Nach elf Tagen Dschungel liegen die Nerven blank. Fernab von Zivilisation, weichen Betten und Prosecco-Partys bröckeln die Fassaden der Urwald-Promis.
„Jetzt zeigen sie ihr wahres Gesicht“, sagt Dschungel-Checkerin Sarah Knappik. „Vor allem bei Rocco fällt langsam die Maske.“ Nachdem der Ochsenknecht-Sohn schon am zweiten Tag knallhart mit Papa Uwe abrechnete, schien klar: Da ist nichts mehr zu retten. Rocco gab sich sauer, wütend, enttäuscht – und schien vom angeblich herzlosen Vater nichts mehr wissen zu wollen.

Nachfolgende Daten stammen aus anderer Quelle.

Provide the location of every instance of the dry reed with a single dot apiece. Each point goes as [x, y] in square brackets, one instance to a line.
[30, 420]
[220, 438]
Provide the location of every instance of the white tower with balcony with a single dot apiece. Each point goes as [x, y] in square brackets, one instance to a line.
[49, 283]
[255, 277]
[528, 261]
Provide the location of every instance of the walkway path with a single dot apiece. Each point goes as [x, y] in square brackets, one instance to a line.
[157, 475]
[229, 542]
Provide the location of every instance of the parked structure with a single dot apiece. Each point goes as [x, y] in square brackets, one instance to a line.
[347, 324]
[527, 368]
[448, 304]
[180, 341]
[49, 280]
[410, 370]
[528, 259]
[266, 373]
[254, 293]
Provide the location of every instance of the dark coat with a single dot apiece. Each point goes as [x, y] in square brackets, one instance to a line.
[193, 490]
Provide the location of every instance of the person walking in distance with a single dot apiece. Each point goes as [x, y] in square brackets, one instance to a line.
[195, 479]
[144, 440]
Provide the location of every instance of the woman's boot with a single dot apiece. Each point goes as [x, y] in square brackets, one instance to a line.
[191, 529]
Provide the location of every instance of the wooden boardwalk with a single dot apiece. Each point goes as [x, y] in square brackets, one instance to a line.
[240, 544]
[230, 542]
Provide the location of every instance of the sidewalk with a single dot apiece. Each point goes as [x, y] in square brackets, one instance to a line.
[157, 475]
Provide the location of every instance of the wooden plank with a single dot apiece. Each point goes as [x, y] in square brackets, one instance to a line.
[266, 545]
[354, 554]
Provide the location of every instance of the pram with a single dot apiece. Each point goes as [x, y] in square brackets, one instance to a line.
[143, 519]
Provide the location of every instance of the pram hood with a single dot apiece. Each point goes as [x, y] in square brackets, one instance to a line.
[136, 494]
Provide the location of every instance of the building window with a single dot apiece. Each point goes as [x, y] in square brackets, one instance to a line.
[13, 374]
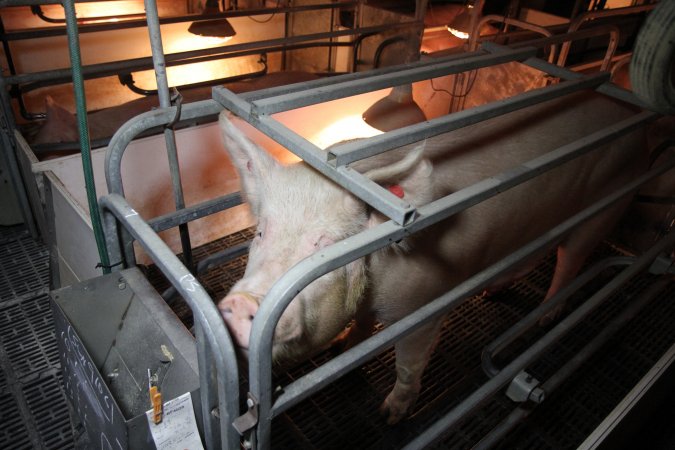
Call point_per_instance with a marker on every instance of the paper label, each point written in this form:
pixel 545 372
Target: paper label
pixel 178 428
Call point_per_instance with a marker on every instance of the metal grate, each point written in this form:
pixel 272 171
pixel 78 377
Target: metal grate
pixel 27 335
pixel 13 432
pixel 33 410
pixel 345 414
pixel 24 264
pixel 48 406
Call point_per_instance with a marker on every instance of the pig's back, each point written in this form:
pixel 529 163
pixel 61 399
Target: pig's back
pixel 489 231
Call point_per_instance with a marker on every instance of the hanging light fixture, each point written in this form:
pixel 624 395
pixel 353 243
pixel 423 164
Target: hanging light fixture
pixel 460 26
pixel 214 28
pixel 396 110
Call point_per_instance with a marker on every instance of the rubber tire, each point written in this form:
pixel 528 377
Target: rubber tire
pixel 652 70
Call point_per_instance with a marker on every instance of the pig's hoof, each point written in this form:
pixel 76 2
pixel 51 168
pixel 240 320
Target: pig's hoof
pixel 551 316
pixel 394 412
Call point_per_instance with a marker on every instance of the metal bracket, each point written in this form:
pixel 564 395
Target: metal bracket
pixel 662 265
pixel 525 387
pixel 249 420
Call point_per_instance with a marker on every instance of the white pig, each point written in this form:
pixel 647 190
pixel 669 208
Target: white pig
pixel 299 212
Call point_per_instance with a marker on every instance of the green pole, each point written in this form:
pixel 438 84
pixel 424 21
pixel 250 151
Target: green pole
pixel 83 128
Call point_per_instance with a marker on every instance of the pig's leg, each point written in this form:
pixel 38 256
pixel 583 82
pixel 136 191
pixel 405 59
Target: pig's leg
pixel 412 356
pixel 361 329
pixel 573 252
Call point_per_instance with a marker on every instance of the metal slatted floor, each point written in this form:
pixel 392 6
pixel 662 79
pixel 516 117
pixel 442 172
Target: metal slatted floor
pixel 33 409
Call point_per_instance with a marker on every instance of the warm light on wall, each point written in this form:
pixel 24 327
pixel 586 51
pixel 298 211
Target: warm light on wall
pixel 461 24
pixel 109 10
pixel 347 128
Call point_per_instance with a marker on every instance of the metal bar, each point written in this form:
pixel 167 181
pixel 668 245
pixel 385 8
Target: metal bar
pixel 328 81
pixel 221 349
pixel 194 212
pixel 566 74
pixel 488 389
pixel 136 125
pixel 83 130
pixel 372 193
pixel 51 31
pixel 590 15
pixel 417 72
pixel 211 261
pixel 193 56
pixel 208 391
pixel 349 152
pixel 530 320
pixel 379 198
pixel 8 150
pixel 520 413
pixel 350 249
pixel 169 133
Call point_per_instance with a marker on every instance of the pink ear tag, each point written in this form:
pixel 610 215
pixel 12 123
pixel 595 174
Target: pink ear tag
pixel 397 190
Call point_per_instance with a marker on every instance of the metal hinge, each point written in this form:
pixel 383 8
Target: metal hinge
pixel 249 420
pixel 525 387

Im Gespräch mit Vincent nun ganz andere Töne: Eigentlich würde sich der Schauspieler doch gern mit seinem Papa versöhnen. „Ganz klar, langsam kann er nichts mehr vorspielen“, glaubt Sarah. „Jetzt kommt im Dschungel sein wahres Ich zum Vorschein, er wird endlich mal ehrlich.“
Sie kennt sich aus mit ekligen Snacks, glibbrigen Prüfungen und bitterbösen Busch-Streitereien: Sarah Knappik überlebte das Dschungelcamp 2011, die aktuelle Staffel verfolgt sie gemütlich vorm Fernseher. Für uns kommentiert die 25-Jährige die Ereignisse im australischen Promi-Urwald: „Sarah Knappiks Dschungel-Check“ – regelmäßig bei MOPO.DE!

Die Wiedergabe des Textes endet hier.